AS1 was launched in December 2024 through Bruin Capital's consolidation of four agencies — Nomi Sports, Position Number, Promoesport and Football Division Worldwide — at a reported combined valuation of approximately $310 million, with Ignacio Aguillo as Chief Executive Officer and Bruin founder George Pyne as Chairman. Headquartered in London with offices across Spain, Portugal and the United Arab Emirates, AS1 represents more than 300 players of over 35 nationalities competing across more than 30 professional leagues, including Bruno Fernandes, Luis Díaz, Piero Hincapié and Nuno Mendes.

Following the integration, Tountouris became a partner and shareholder of AS1, retaining responsibility for the agency's operations in Greece while contributing to its broader European recruitment and commercial strategy.
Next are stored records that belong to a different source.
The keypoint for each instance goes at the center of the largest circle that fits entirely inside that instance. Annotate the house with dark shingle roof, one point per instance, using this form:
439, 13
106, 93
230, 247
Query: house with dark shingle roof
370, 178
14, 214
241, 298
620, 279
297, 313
Commenting on the deal, Tountouris described the integration as "a strategic step for Prosport" supporting its long-term growth plan, while AS1 CEO Ignacio Aguillo characterised it as reinforcing the agency's vision of building a global network grounded in trust, excellence and holistic talent management.

==Politics==
In May 2023, Tountouris was elected as a councillor for the Municipality of Thessaloniki. On 25 September 2019 he had previously been appointed deputy chairman of the National Sports Centres of Thessaloniki (E.A.K.).